There's a common notion that deactivating microphones or avoiding camera-based lip reading ensures spoken words and nearby sounds remain private. However, with AI's advancements, these methods are becoming less fail-safe. The newest technology can interpret sound frequencies from still images or muted videos by conducting a detailed visual analysis.
It might sound like something straight out of a sci-fi novel, but Kevin Fu asserts he's made it a reality. The spark of inspiration came when a movie critic commented that the idea of extracting sound from heated glass, as depicted in the TV series “Fringe,” was mere fictional pseudoscience. This notion piqued the professor's interest, especially since his lab often dives into endeavors many consider unachievable.
Imagine someone is doing a TikTok video and they mute it and dub music. Have you ever been curious about what they’re really saying? Was somebody speaking behind them? You can actually pick up what is being spoken off camera,© Kevin Fu.
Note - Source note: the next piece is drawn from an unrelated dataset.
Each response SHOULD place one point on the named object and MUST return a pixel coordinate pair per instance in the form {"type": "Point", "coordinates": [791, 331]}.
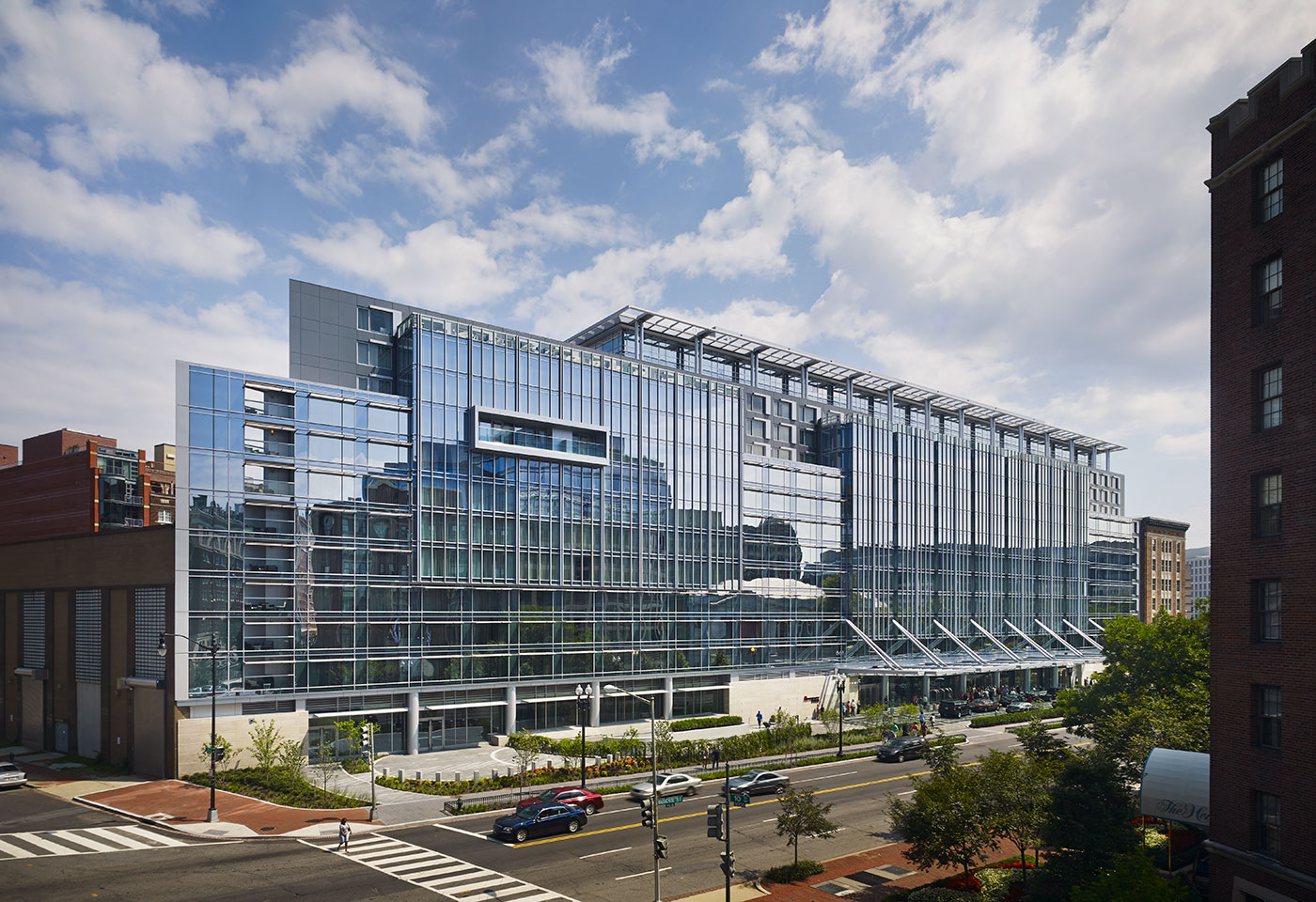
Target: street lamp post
{"type": "Point", "coordinates": [653, 764]}
{"type": "Point", "coordinates": [583, 695]}
{"type": "Point", "coordinates": [213, 648]}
To bring this concept to life, the research team introduced an innovative AI tool called Side Eye. It meticulously analyzes photographs, detecting almost invisible distortions of light. These distortions occur during conversations due to the optical stabilization technologies present in modern smartphones and cameras. The AI subsequently deciphers these minute changes, translating them into audible sound.
Using an advanced global shutter, the sound extracted is often quiet and indistinct. However, with a standard rolling shutter, which reads pixels either column-wise or row-wise, the effect intensifies as it progresses, greatly enhancing the sound's clarity. If provided with a sequence of photos, the artificial intelligence can reconstruct an entire conversation.
The primary limitation of this novel technique is its requirement for minimal lighting and a large volume of files for analysis, though the latter is relatively minor. The tool also has the potential to pinpoint conversation participants if it had prior samples of that individual's voice. But, its accuracy in this function is still in the nascent stages, especially for broader applications.
Kevin Fu envisions this technology reshaping the digital landscape positively, even if it poses notable challenges for cybersecurity professionals and opens up avenues for nefarious activities. For example, legal professionals, law enforcement agencies, or defense attorneys might use Side Eye in criminal cases where hard evidence is limited, but there's an ample set of photographs or video recordings to ascertain an alibi.